Milvus 與 Jina AI 的嵌入式系統

為了有效地儲存和搜尋這些嵌入式資料,以達到速度和規模,需要專為此目的而設計的特定基礎架構。Milvus 是廣為人知的先進開源向量資料庫,能夠處理大規模的向量資料。Milvus 能夠根據大量指標進行快速準確的向量(嵌入)搜尋。它的可擴展性允許無縫處理大量的影像資料,即使資料集成長也能確保高效能的搜尋作業。

範例

Jina 嵌入已經整合到 PyMilvus 模型庫中。現在,我們將以程式碼範例來展示如何實際使用 Jina embeddings。

在開始之前,我們需要為 PyMilvus 安裝模型庫。

$ pip install -U pymilvus
$ pip install "pymilvus[model]"

如果您使用的是 Google Colab,為了啟用剛安裝的相依性,您可能需要重新啟動運行時間。(按一下螢幕上方的「Runtime」功能表,然後從下拉式功能表中選擇「Restart session」)。

通用嵌入

Jina AI 的核心嵌入模型擅於理解詳細的文字,因此非常適合語意搜尋、內容分類,進而支援進階情感分析、文字摘要和個人化推薦系統。

from pymilvus.model.dense import JinaEmbeddingFunction

jina_api_key = "<YOUR_JINA_API_KEY>"
ef = JinaEmbeddingFunction(
    "jina-embeddings-v3", 
    jina_api_key,
    task="retrieval.passage",
    dimensions=1024
)

query = "what is information retrieval?"
doc = "Information retrieval is the process of finding relevant information from a large collection of data or documents."

qvecs = ef.encode_queries([query])  # This method uses `retrieval.query` as the task
dvecs = ef.encode_documents([doc])  # This method uses `retrieval.passage` as the task

雙語嵌入

Jina AI 的雙語模型增強了多語言平台、全球支援和跨語言內容發現。它們專為德英和中英翻譯而設計,可促進多種語言群體之間的理解,簡化跨語言互動。

from pymilvus.model.dense import JinaEmbeddingFunction

jina_api_key = "<YOUR_JINA_API_KEY>"
ef = JinaEmbeddingFunction("jina-embeddings-v2-base-de", jina_api_key)

query = "what is information retrieval?"
doc = "Information Retrieval ist der Prozess, relevante Informationen aus einer großen Sammlung von Daten oder Dokumenten zu finden."

qvecs = ef.encode_queries([query])
dvecs = ef.encode_documents([doc])

程式碼嵌入

Jina AI 的程式碼嵌入模型可透過程式碼和文件提供搜尋能力。

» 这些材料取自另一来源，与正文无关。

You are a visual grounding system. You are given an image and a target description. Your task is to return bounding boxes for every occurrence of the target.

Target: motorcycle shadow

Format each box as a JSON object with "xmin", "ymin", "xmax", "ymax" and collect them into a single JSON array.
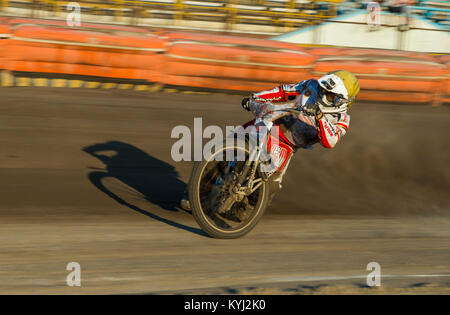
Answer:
[{"xmin": 82, "ymin": 140, "xmax": 206, "ymax": 236}]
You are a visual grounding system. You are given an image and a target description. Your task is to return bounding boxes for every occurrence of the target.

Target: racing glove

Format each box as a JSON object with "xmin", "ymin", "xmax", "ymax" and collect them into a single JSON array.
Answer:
[
  {"xmin": 242, "ymin": 97, "xmax": 251, "ymax": 111},
  {"xmin": 303, "ymin": 102, "xmax": 323, "ymax": 121}
]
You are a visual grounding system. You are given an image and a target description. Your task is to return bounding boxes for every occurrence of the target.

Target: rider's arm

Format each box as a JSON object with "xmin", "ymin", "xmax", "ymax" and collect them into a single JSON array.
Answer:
[
  {"xmin": 316, "ymin": 113, "xmax": 350, "ymax": 149},
  {"xmin": 251, "ymin": 80, "xmax": 309, "ymax": 103}
]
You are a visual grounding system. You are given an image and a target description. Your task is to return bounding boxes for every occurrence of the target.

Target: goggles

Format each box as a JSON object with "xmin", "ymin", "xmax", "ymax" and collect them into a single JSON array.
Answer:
[{"xmin": 321, "ymin": 89, "xmax": 347, "ymax": 107}]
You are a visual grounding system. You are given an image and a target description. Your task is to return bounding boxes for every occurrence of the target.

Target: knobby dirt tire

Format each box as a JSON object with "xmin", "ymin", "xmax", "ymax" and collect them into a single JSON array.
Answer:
[{"xmin": 188, "ymin": 145, "xmax": 270, "ymax": 239}]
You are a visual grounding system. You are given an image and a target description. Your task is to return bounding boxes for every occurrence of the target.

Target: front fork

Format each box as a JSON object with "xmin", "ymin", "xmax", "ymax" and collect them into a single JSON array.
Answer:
[
  {"xmin": 213, "ymin": 120, "xmax": 272, "ymax": 213},
  {"xmin": 234, "ymin": 119, "xmax": 273, "ymax": 194}
]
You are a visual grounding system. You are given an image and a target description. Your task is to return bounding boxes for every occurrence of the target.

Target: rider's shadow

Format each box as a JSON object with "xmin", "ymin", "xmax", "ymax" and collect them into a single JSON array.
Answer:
[{"xmin": 82, "ymin": 141, "xmax": 205, "ymax": 236}]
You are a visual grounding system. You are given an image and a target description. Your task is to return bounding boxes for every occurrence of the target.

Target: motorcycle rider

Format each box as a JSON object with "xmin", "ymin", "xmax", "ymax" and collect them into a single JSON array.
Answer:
[{"xmin": 180, "ymin": 70, "xmax": 360, "ymax": 211}]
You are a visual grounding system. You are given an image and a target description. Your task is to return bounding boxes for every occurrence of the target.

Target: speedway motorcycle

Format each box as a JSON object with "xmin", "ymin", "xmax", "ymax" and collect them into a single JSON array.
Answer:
[{"xmin": 188, "ymin": 95, "xmax": 313, "ymax": 239}]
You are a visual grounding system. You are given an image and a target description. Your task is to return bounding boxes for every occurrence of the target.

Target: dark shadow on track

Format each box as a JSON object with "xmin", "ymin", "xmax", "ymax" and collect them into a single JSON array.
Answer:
[{"xmin": 83, "ymin": 141, "xmax": 207, "ymax": 236}]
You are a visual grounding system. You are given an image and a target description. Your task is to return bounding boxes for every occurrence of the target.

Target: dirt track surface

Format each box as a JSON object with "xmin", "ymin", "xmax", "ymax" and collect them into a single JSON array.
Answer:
[{"xmin": 0, "ymin": 87, "xmax": 449, "ymax": 294}]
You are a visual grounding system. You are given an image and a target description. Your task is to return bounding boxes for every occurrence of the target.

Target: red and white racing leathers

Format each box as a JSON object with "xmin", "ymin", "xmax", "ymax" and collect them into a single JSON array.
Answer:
[
  {"xmin": 251, "ymin": 79, "xmax": 350, "ymax": 150},
  {"xmin": 249, "ymin": 79, "xmax": 351, "ymax": 200}
]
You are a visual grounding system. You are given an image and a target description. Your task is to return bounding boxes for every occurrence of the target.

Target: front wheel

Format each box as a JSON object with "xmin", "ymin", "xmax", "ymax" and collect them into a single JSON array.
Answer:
[{"xmin": 188, "ymin": 145, "xmax": 270, "ymax": 239}]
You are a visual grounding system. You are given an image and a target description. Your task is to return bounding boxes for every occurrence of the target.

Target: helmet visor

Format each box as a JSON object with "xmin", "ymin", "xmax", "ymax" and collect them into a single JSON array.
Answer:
[
  {"xmin": 322, "ymin": 90, "xmax": 347, "ymax": 107},
  {"xmin": 324, "ymin": 90, "xmax": 337, "ymax": 105}
]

它支援英文和 30 種常用程式語言,可用於增強程式碼導航、簡化程式碼檢閱和自動化文件輔助。

from pymilvus.model.dense import JinaEmbeddingFunction

jina_api_key = "<YOUR_JINA_API_KEY>"
ef = JinaEmbeddingFunction("jina-embeddings-v2-base-code", jina_api_key)

# Case1: Enhanced Code Navigation
# query: text description of the functionality
# document: relevant code snippet

query = "function to calculate average in Python."
doc = """
def calculate_average(numbers):
    total = sum(numbers)
    count = len(numbers)
    return total / count
"""

# Case2: Streamlined Code Review
# query: text description of the programming concept
# document: relevante code snippet or PR

query = "pull quest related to Collection"
doc = "fix:[restful v2] parameters of create collection ..."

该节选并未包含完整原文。